Münster, den 9. Mai 2020

 

Zuletzt traten der Präsident des Robert-Koch-Instituts (RKI), Lothar Wieler, oder sein Stellvertreter Lars Schaade zweimal wöchentlich vor die Kameras, um den aktuellen Stand der Corona-Pandemie zu kommentieren. Von Seriosität und wissenschaftlicher Nüchternheit getragen, waren diese Auftritte. Man hatte den Eindruck, die auf sachlicher Ebene argumentierenden Forscher ständen für Neutralität und man hörte ihnen gerne zu. Denn im tosenden Ozean der medial vermittelten Meldungen, im aufbrausenden Meer der Fakenews und Verschwörungstheorien brauchte man einen solchen verlässlichen Rettungsanker. Von Wissenschaftsseite geprüfte und kommentierte Fakten stellten einen Kompass dar, an dem man sich orientieren konnte, vermeintlich. Gelegentlich konnte man sich schon fragen, ob der Einfluss von Virologen und anderen Medizinern auf die Politik zu groß sei. Oder ob es ein Wechselspiel zwischen beiden Seiten gab und gibt. Alarmierende wissenschaftliche Daten führten zu größter Vorsichtigkeit und daraus resultierten die von Bund und Ländern verordneten Beschränkungen des öffentlichen Lebens. Angesichts der Masse von auf das Coronavirus bezogenen Nachrichten mussten wir eine Wahl treffen. Wem glaube ich, welche Meldungen sind zu vernachlässigen? Auf die Forscher schien man sich verlassen zu können, gingen ihre Argumente doch mit einer erfrischenden Rationalität einher, so hatte es den Anschein. Auch als das RKI Zahlen korrigieren musste, verbuchte man das als vertrauenerweckenden Akt, denn auch ein Experte kann sich mal irren.

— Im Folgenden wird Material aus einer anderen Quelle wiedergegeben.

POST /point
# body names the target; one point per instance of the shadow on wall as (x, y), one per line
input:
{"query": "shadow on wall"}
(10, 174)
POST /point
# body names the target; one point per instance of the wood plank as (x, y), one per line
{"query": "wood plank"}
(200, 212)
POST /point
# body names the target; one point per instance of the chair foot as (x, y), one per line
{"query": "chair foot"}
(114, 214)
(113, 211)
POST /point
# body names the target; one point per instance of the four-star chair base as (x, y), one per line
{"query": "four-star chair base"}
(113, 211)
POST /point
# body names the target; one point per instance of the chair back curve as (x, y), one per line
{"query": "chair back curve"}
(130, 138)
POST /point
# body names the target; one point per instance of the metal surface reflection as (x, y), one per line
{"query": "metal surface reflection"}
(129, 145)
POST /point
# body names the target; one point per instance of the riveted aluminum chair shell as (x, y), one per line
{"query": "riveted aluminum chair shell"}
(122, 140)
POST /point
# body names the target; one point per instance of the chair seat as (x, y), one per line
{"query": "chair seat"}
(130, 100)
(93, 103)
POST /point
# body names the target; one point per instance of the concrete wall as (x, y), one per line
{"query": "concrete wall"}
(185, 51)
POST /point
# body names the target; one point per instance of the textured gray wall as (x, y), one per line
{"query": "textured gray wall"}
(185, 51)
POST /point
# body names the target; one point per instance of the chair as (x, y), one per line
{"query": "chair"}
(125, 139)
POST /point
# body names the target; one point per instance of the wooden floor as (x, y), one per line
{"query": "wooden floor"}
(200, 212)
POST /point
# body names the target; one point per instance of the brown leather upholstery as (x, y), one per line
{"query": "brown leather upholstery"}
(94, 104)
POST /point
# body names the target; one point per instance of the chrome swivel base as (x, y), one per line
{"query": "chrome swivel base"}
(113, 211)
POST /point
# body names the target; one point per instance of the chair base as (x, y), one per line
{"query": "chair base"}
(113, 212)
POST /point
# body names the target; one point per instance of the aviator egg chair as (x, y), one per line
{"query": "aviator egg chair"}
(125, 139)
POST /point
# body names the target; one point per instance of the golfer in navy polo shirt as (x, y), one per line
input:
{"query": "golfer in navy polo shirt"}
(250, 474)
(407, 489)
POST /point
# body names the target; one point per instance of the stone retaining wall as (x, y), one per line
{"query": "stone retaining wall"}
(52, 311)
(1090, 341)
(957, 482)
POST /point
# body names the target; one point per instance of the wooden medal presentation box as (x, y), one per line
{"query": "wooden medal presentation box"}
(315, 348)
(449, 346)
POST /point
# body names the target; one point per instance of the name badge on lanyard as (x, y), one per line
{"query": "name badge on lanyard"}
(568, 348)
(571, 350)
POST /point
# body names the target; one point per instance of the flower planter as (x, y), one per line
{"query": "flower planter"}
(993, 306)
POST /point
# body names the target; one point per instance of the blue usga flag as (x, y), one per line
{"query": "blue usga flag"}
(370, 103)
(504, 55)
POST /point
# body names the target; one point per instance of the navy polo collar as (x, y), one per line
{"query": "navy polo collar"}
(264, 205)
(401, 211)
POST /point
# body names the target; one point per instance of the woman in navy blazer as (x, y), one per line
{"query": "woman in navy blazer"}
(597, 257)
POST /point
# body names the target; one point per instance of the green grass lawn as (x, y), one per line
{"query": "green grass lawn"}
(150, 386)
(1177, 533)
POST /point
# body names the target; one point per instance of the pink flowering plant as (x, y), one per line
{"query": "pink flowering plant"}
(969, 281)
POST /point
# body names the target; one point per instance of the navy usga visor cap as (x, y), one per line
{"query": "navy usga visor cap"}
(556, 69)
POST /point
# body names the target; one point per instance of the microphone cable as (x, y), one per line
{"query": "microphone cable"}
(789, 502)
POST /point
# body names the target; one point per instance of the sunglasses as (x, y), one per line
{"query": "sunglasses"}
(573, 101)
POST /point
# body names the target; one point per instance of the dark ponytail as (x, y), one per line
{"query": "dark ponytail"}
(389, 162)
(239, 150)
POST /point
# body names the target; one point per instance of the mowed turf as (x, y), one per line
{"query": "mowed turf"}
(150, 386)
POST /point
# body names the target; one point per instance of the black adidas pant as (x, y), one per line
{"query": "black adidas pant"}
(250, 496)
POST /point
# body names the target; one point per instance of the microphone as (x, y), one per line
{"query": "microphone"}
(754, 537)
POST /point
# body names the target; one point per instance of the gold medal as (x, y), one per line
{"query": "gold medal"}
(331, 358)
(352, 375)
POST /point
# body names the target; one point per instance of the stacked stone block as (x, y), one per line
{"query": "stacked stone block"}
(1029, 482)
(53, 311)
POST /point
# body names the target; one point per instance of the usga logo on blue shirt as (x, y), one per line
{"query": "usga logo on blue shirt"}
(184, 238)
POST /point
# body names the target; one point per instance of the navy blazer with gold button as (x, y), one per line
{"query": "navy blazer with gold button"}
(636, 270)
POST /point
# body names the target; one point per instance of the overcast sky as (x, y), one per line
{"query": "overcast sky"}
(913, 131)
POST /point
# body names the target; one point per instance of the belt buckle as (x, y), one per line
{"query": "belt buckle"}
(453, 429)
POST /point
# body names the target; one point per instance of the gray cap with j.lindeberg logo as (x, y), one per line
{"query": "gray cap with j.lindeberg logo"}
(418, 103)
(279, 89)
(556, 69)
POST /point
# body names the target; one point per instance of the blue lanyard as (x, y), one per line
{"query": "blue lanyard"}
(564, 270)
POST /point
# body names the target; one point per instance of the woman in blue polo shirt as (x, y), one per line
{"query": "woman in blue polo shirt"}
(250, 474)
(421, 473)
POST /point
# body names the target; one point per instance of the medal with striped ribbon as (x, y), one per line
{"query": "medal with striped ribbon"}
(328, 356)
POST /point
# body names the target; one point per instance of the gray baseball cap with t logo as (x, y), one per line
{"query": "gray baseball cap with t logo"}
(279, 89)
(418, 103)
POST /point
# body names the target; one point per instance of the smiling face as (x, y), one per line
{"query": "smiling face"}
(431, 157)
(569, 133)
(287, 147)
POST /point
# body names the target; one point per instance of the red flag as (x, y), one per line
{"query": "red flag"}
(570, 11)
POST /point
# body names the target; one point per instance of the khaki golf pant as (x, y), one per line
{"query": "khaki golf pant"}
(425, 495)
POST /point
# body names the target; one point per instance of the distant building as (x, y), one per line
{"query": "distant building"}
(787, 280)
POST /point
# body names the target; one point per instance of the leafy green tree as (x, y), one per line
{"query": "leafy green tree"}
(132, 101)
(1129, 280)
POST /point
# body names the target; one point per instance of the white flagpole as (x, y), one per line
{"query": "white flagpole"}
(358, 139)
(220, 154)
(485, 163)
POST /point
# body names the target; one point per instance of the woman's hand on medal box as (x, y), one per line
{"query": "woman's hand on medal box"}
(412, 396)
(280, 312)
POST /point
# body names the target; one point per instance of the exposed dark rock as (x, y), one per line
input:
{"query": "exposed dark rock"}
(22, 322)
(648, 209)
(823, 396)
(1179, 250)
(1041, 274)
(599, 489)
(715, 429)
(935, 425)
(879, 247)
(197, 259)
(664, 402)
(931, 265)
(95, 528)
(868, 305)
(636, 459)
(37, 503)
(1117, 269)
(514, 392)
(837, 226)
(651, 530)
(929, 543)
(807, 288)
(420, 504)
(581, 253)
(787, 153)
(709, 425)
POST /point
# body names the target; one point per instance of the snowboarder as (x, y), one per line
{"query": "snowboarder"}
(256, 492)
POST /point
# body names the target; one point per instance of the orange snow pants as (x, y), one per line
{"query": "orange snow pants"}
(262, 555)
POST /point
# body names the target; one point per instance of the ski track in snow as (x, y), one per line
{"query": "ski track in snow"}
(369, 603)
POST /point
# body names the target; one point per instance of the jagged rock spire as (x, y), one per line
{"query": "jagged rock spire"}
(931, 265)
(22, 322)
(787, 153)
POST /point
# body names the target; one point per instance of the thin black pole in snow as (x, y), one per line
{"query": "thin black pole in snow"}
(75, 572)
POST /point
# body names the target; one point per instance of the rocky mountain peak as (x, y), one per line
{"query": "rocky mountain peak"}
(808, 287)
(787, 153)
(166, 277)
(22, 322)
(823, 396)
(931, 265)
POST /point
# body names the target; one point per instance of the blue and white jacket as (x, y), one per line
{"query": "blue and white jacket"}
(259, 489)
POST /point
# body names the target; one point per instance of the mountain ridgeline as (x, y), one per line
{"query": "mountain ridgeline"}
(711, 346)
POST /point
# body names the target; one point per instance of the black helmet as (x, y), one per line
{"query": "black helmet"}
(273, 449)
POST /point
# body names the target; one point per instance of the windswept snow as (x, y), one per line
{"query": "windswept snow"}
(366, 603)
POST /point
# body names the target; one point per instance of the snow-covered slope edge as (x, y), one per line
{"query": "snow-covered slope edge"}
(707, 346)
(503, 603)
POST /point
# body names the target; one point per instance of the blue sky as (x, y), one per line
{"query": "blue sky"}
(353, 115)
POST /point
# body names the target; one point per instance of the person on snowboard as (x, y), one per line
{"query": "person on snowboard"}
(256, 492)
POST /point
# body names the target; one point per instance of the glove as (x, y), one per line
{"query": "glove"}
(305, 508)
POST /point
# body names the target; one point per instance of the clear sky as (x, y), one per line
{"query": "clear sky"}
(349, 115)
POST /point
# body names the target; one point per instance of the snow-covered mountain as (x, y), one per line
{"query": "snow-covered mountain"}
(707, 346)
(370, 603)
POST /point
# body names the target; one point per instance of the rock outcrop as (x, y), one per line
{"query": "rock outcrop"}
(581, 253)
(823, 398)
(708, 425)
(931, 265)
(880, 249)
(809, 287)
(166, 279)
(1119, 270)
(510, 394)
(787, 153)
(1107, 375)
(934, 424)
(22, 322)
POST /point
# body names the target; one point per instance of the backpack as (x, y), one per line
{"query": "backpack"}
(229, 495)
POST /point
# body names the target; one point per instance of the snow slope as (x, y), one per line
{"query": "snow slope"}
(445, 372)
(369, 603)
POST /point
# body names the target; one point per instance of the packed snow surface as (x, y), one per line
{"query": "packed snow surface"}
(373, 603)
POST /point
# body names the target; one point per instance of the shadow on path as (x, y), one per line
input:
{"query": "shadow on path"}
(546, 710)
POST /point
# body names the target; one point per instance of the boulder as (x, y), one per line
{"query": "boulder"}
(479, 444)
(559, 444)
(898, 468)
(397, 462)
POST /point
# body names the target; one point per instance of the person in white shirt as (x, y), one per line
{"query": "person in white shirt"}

Jetzt aber wurde von Seiten des RKI ein Kommentar zu den Ansteckungsgefahren korrigiert. Es geht um die Übertragung der Viren durch Aerosole, fein verteilte Stoffe in der Luft. Zuerst hieß es, eine Ansteckung sei auf diesem Wege nicht wahrscheinlich. Die aktualisierte Einschätzung besagt, derartige „aerogene Übertragungen“ seien „theoretisch möglich“. Das Vertrauen in die Kompetenz der Wissenschaftler kann einem aufgrund solcher erheblicher Korrekturen durchaus abhanden kommen.

Jetzt stellt das Robert-Koch-Institut seine Pressekonferenzen ein, und gibt dadurch ein falsches Signal: Es mutet an, als sei die Corona-Krise nicht mehr bedeutsam genug, um regelmäßig von Seiten des Instituts kommentiert zu werden.